Stephens responded in early
January with a letter claiming HSUS is not an antivivisection society
and recognizes the need for experimenters to use animals in medical research.
“You may be happy to know,” wrote Stephens, “that we now
acknowledge that biomedical research on animals, has advanced scientific
knowledge and human and animal health. We also acknowledge that scientists
are concerned about the pain and distress and that, indeed, many scientists
want to see the day when animals are no longer used in harmful research.”

WARDS then published the exchange
of letters in its Winter 1999 newsletter, which brought the HSUS’ position
to the attention of animal rights activists who were none too happy. Stephens
then followed up his letter to Wards with yet another letter to animal
rights activists to explain HSUS’ position. Basically Stephens reiterates
that, “HSUS continues to be strongly committed to working towards
the day when animals are no longer used in harmful research.”

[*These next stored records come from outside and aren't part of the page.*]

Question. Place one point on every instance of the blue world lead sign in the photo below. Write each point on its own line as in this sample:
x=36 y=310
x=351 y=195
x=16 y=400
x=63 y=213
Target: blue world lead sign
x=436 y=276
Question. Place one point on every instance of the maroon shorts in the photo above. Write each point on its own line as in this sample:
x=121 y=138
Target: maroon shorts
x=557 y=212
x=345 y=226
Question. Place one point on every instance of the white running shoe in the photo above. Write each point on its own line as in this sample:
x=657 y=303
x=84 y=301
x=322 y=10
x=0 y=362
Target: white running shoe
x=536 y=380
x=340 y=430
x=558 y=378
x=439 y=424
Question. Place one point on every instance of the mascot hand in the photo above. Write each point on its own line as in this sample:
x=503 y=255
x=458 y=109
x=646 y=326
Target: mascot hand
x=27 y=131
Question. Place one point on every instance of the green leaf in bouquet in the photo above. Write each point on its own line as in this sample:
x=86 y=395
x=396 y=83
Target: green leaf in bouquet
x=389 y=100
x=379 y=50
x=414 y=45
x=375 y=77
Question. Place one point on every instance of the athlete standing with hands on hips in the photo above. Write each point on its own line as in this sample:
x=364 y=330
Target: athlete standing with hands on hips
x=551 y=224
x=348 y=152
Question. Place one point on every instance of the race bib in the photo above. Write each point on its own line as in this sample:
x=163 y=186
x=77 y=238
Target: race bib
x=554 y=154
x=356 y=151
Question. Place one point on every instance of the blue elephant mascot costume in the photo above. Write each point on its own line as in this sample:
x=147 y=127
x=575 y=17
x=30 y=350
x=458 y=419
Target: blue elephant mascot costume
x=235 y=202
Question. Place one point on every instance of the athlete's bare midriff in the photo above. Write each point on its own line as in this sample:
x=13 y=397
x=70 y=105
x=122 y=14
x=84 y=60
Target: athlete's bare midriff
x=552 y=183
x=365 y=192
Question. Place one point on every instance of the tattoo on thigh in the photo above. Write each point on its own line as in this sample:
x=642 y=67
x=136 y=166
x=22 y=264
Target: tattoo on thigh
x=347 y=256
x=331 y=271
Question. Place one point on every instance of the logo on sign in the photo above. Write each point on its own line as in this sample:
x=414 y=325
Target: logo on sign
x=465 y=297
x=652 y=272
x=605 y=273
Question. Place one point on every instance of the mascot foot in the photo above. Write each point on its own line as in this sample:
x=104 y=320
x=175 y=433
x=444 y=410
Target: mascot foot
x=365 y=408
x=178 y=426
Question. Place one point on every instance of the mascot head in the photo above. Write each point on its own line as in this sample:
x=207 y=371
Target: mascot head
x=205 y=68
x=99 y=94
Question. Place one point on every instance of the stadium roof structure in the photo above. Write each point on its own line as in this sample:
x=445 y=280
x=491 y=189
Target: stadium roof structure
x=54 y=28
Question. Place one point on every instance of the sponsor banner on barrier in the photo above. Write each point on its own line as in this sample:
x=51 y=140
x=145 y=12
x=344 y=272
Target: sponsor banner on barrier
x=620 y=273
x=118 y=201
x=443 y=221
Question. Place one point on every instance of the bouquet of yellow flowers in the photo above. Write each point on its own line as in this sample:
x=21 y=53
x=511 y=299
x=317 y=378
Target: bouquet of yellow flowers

In his letter, Stephens specifically attacks the common view held by animal rights activists that medical technologies
developed by research on animals has done nothing to improve human health.
Stephens writes:

However, statement #1 [that “biomedical research, including
research on animals, has advanced biomedical knowledge and human and animal
health”] simply acknowledges that some health benefits have come
from biomedical research, including research on animals. Anyone who denies
that our knowledge of biomedical systems and their function, and our potential
ability to prevent and treat disease is not vastly greater today than
it was 50 years ago is simply ignoring reality. We can argue amongst ourselves
about the relative contributions of different research approaches but
we would prefer to look forward to what might be accomplished in the coming
years and to working to continue the decline in laboratory animal use
that has been going on for the past twenty-five years.

It is gratifying to see HSUS
recognize the obvious, but note that the letters say a lot less than they
appear to at first. Although HSUS now recognizes that research on animals
has improved human health, the statements carefully avoid even the implication
that such experiments were morally justifiable or that current medical
research utilizing animal models is morally justifiable.

This is not surprising since
HSUS vice president Michael Fox wrote in his 1990 book Inhumane Society
that although animal experimentation might have provided useful information
in the past, “it now impedes further significant progress” and toxicity
tests in animals “amount to little more than a public relations campaign
to dispel public concern and, at best, give a false sense of security.”
And, of course, Fox is infamous for his statement that, “The life of an
ant and that of my child should be granted equal consideration.”

There is nothing in
the HSUS letters that contradicts Fox’s statements. Apparently Stephens
hopes researchers will read more meaning into HSUS “new” position than
is really there. As Stephens wrote in his letter answering animal rights
activists concerns about the original letter, this is merely a pragmatic
strategy designed to give HSUS a better chance of realizing its goal of
eliminating animal from medical research sometime within 20 years.

Sources:

An Open Letter to HSUS. Joseph S. Venable, WARDS, Letter, December 4, 1998.

Reply to Venable letter. Martin L. Stevens, Humane Society of the United States, January 6, 1999.